Since our visit to Sacred Stone Camp, we have been highlighting news and pictures of the Dakota Access Pipeline resistance fight on our Facebook page and in this blog. People are obviously hungry for news about this movement, but we were surprised to see our “total reach,” a barometer of Facebook’s algorithmic dispersal of pages and posts, hit a weekly high of 1.5 million people. While some of this is due to the sharing of our original content, we are also sharing other groups’ posts and articles that we feel accurately communicates the complex story of indigenous resistance. Until recently, people were seeing few articles or reports on these issues in mainstream media, so it is even more important to disseminate news in such a grassroots and rhizomatic manner. This is for three significant reasons. The first and foremost is to simply share reliable information from the front lines, so that those who have little connection to the region are able to understand what is happening. It often feels that this “news” function is being abandoned by traditional news sources, and we hope to fill that gap if we are able. The second reason is to shame these news sources with information that percolates up through the dark matter of the internet, so that they begin to feel a need to do their jobs and report the stories of this historical indigenous movement, in spite of the patronage of Big Oil that underwrites much of their organizational structure. It is not a stretch to feel that the “Fourth Estate” is often derelict in its definitive role of “speaking truth to power” or at least adequately reporting the story of those who do. While social media is a shabby substitution for real investigative journalism, those on the ground with the grassroots movements do have a story to tell, and the cumulative effect is an important one. A third reason for taking our collective grassroots media reach seriously is movement building itself; that is, the important work of bringing people together around the urgent struggles for environmental sanity, social justice, and racial equity.
The invention of cheap, DIY lighted letter panels, and their extension into the growing Light Brigade Network, has allowed certain night spaces to become effective canvasses for messaging and the amplification of such issues. In the case of the resistance against pipeline colonialism, and specifically the indigenous struggle against DAPL, we are committed to continue to get the word out through all bandwidths possible.

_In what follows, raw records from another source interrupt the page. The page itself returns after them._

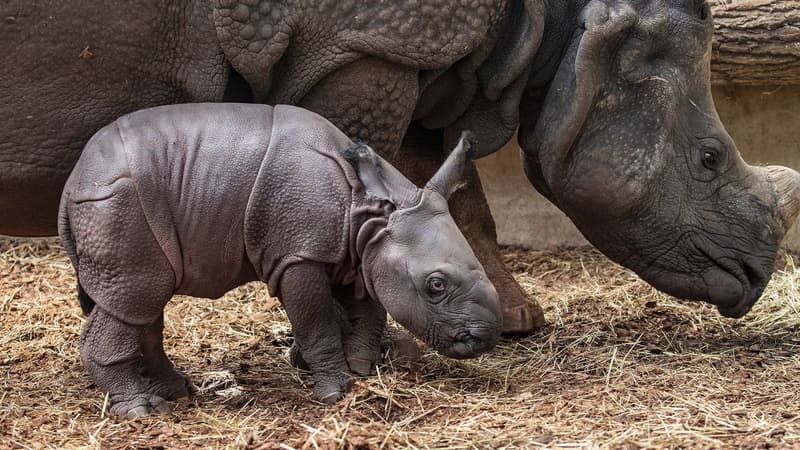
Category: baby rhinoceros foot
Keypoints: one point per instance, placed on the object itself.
(170, 385)
(330, 388)
(138, 406)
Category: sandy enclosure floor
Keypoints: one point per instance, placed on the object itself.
(619, 366)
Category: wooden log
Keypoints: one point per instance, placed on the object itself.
(756, 42)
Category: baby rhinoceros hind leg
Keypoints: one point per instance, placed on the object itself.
(139, 381)
(128, 280)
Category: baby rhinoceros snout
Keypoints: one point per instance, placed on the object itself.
(481, 327)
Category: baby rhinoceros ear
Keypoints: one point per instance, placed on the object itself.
(381, 179)
(448, 178)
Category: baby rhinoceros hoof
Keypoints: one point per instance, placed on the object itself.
(140, 406)
(330, 389)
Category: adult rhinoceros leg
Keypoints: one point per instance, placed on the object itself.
(373, 100)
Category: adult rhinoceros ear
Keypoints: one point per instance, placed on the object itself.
(448, 178)
(573, 91)
(380, 179)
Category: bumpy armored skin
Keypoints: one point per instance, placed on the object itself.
(198, 199)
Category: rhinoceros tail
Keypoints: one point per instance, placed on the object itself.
(65, 232)
(87, 304)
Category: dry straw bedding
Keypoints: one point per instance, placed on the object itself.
(619, 366)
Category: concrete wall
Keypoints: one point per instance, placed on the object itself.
(764, 122)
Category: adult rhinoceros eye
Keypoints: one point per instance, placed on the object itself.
(436, 285)
(710, 159)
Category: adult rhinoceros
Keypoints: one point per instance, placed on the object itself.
(611, 98)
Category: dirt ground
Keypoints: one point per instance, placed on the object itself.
(619, 366)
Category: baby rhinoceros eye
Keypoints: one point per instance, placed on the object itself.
(436, 285)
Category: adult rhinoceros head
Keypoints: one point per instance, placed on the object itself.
(630, 146)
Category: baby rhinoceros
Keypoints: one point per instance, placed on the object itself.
(198, 199)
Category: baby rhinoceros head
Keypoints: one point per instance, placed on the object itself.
(416, 262)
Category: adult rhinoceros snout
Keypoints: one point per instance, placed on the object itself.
(787, 187)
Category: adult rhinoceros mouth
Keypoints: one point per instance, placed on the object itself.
(746, 272)
(731, 281)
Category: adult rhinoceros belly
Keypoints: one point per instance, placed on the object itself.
(67, 73)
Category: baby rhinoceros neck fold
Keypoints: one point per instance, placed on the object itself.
(306, 200)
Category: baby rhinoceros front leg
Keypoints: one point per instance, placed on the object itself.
(128, 362)
(309, 303)
(362, 323)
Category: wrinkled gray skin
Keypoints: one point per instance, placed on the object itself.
(151, 211)
(612, 99)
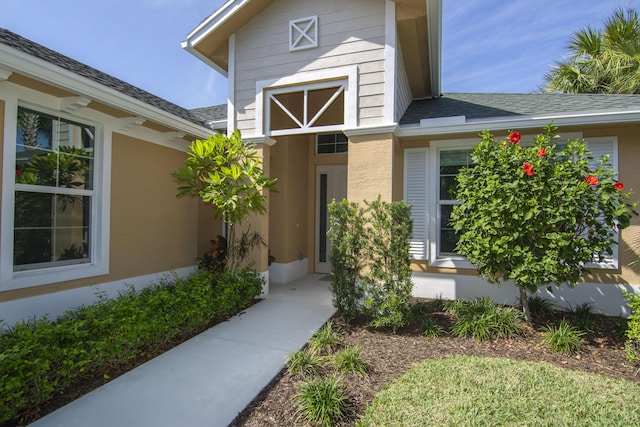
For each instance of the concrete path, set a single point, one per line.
(209, 379)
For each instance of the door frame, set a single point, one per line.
(333, 172)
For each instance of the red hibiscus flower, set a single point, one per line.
(591, 180)
(514, 137)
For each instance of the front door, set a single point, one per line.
(331, 183)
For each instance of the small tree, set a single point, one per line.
(537, 215)
(227, 173)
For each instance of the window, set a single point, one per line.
(55, 207)
(331, 143)
(450, 162)
(429, 185)
(54, 191)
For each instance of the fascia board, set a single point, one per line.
(42, 70)
(216, 19)
(575, 119)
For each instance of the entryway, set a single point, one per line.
(331, 183)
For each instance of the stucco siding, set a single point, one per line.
(151, 229)
(350, 34)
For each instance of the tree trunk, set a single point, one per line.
(524, 299)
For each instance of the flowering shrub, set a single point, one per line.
(537, 215)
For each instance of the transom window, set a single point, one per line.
(331, 143)
(54, 191)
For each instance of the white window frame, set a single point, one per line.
(335, 144)
(303, 33)
(436, 259)
(99, 222)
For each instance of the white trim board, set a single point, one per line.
(55, 304)
(606, 298)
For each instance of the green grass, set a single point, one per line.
(304, 363)
(482, 391)
(350, 361)
(322, 401)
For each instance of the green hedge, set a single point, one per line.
(41, 357)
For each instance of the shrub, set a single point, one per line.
(632, 344)
(482, 319)
(304, 363)
(350, 360)
(322, 401)
(537, 215)
(564, 338)
(40, 358)
(430, 329)
(540, 306)
(582, 316)
(347, 246)
(387, 279)
(326, 340)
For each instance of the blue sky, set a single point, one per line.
(487, 45)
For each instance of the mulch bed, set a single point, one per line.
(390, 355)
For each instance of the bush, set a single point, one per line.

Along with other activist groups, OLB was involved in coordinating a national call of support, hosted by Action Network. We are calling on President Obama to instruct the Army Corps of Engineers to revoke the permits for this dirty pipeline, not simply for a temporary halt so that protocol for public response, rushed at best, can be honored after the fact, but for the recognition that the Standing Rock Sioux have rights as a sovereign nation as decreed through legal historical treaty.
So continue to share information on social media, talk to friends, get involved in this historical struggle. It matters. When we care enough to put our bodies on the line, the front lines, a rally, a march, a meeting, a hearing, holding a lighted letter in a message on a bridge, we struggle against a culture of complacency, and push our elected officials to think that they might indeed represent us. We also understand that we are active agents in a history that unfolds, not merely spectators in someone else’s story. By gathering together, in this case, we hope to call attention to the dedicated warriors at The Sacred Stone camp and encourage others to take a stand in support of these brave Protectors.